AB Dış İlişkiler ve Güvenlik Politikası Yüksek Temsilcisi Josep Borrell’in Türkiye ile ilişkiler konusunda hazırladığı yeni yol haritası, Erdoğan‘ın gerilimi artıran dış politika adımlarını sürdürmesi halinde, Türkiye‘ye yönelik “kısıtlayıcı tedbirler“ olarak nitelenen bazı yaptırımların uygulanmasını öngörüyor. Olası kısıtlayıcı tedbirler arasında, ihracat veya ithalat yasaklarını, turizm veya enerji sektörlerine dönük yaptırımlar, Avrupa Yatırım Bankası ile diğer mali kurumların desteklerinin kısıtlanması gibi alternatifler sıralanıyor.

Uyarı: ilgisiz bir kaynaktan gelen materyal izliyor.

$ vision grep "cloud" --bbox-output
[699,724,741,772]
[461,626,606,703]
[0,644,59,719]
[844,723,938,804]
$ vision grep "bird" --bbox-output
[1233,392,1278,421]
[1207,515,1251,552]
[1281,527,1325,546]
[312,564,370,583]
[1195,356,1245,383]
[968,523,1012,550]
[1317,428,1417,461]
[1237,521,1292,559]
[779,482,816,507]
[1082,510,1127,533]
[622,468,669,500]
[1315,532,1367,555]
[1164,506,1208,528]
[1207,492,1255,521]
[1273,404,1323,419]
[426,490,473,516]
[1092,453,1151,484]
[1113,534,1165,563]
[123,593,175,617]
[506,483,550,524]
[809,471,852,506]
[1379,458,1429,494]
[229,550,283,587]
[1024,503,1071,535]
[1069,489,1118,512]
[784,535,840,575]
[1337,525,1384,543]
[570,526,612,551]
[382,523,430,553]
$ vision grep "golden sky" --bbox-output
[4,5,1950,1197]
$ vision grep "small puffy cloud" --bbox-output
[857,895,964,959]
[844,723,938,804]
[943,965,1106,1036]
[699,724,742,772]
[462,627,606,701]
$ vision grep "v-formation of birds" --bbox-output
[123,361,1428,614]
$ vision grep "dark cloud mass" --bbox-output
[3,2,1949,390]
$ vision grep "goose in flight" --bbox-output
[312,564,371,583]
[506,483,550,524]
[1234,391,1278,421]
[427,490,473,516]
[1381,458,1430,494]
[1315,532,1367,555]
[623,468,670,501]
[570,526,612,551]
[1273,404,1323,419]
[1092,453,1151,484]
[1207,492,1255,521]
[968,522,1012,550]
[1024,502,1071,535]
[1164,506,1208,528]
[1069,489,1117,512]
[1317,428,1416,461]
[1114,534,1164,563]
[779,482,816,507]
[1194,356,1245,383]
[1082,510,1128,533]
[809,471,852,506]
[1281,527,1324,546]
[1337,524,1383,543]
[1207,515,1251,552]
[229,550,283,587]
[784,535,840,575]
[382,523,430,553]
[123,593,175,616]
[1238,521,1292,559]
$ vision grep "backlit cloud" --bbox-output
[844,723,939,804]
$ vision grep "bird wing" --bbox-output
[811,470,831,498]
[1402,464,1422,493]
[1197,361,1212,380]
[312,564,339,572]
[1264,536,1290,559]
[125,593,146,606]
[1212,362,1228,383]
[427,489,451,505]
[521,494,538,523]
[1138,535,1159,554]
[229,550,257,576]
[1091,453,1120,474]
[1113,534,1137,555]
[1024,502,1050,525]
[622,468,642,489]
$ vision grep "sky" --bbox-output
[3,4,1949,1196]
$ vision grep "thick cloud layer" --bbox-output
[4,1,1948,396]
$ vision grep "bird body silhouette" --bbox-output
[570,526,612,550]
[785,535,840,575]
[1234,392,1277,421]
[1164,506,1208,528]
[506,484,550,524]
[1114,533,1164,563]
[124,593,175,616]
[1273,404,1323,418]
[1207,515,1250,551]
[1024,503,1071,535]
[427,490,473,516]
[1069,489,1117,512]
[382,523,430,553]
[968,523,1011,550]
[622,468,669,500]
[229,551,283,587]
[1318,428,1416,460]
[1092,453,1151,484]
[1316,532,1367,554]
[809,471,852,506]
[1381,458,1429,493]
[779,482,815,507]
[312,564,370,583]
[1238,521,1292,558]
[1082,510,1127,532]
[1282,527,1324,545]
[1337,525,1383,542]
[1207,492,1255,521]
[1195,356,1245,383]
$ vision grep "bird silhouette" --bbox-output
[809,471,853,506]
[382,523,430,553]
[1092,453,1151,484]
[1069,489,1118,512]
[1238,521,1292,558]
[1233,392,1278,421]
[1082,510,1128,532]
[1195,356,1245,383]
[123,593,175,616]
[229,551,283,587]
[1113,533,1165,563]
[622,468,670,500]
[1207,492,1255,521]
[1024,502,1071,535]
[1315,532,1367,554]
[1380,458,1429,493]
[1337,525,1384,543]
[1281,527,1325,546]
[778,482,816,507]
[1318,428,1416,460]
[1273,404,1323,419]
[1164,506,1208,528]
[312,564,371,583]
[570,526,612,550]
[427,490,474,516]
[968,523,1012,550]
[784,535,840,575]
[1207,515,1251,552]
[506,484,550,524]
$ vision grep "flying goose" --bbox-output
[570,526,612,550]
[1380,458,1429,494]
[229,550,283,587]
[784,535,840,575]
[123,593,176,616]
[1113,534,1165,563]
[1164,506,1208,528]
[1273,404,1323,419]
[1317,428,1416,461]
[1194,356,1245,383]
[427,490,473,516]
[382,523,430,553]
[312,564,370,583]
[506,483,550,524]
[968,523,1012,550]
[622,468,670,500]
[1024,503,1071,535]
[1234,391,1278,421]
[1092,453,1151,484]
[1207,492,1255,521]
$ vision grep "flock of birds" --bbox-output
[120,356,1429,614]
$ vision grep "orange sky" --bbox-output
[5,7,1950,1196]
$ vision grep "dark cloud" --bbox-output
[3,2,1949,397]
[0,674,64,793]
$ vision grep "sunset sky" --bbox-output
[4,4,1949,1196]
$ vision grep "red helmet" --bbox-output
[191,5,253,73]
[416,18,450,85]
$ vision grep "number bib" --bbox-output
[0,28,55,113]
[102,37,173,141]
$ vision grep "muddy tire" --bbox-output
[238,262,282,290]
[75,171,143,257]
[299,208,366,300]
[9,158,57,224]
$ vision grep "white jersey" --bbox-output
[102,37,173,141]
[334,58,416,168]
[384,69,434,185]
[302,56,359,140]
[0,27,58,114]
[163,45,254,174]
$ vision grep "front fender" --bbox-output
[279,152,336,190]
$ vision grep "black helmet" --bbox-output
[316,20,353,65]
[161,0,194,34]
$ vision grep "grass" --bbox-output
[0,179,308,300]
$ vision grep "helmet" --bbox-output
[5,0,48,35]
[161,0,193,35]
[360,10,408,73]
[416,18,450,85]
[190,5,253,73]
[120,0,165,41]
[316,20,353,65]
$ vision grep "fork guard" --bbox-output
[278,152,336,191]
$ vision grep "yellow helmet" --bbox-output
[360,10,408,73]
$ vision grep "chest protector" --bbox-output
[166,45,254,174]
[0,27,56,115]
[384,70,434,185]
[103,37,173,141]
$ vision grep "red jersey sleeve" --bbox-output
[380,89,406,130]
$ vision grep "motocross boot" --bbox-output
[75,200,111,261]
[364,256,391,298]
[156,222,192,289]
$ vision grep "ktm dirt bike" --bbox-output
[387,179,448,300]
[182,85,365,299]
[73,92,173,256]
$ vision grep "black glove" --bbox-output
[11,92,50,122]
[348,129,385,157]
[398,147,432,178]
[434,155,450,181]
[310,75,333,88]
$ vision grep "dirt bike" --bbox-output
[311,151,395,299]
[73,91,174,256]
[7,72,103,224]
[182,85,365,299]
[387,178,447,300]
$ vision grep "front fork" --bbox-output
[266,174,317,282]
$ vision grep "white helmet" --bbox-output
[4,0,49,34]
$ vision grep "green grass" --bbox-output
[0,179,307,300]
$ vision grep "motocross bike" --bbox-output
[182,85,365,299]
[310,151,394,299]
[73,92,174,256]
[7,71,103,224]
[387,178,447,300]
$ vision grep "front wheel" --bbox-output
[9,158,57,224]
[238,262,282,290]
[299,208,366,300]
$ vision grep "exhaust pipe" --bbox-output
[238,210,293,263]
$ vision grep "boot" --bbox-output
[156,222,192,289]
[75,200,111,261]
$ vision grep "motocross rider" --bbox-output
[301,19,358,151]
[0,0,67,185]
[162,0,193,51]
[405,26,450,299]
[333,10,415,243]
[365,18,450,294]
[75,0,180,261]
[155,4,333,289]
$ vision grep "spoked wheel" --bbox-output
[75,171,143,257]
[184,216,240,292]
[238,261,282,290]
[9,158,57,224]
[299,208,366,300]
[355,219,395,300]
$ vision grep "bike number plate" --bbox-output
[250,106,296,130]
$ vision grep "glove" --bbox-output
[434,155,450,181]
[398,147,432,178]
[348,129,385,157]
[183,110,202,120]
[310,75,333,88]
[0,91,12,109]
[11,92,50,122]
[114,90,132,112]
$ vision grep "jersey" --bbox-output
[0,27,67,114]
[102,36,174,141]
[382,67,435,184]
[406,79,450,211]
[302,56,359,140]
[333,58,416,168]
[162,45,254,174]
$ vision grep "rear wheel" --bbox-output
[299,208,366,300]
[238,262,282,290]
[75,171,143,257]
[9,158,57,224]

Bunu nasıl değerlendiriyorsunuz?
Türkiye’de halen yatırımların canlı olmasının nedeni Avrupa Yatırım Bankası’nın büyük ölçekli enerji ve altyapı projelerini destekliyor olmasından kaynaklanıyor. Türkiye’nin kötü ekonomi politikalarına ilaveten bir de Türkiye’ye borç veren tek kurum olarak kalan Avrupa Yatırım Bankası da denklemden çıkarsa işte o zaman bedbaht bir tablo ortaya çıkar. Bakın, salgın ve dünyada artmakta olan enflasyon nedeniyle büyük ihtimalle ABD Merkez Bankası faiz artırımına gidebilir, bu Türkiye gibi gelişmekte olan ekonomiler üzerindeki baskıyı daha da artırabilir, Türkiye gibi riskli ülkelerin sermaye piyasalarında para bulması çok güçleşir. Bu denkleme Avrupa’nın ekonomi yaptırımlarını ilave ederseniz o zaman ne yazık ki berbat bir tablo ortaya çıkar. Bakın, zaten kötü ekonomi yönetimi nedeniyle Türkiye 10 yıl kaybetti, bir sonraki 10 yıl için de karamsar olmak için pek çok neden var. Bu şu anlama geliyor: Türkiye’de gençlerin, iki nesilin hiçbir ekonomik perspektifi yok. Türkiye’de gençlerin omzuna yüklenen bu yük çok ağır ve bu durum beni de çok ama çok üzüyor ve endişelendiriyor.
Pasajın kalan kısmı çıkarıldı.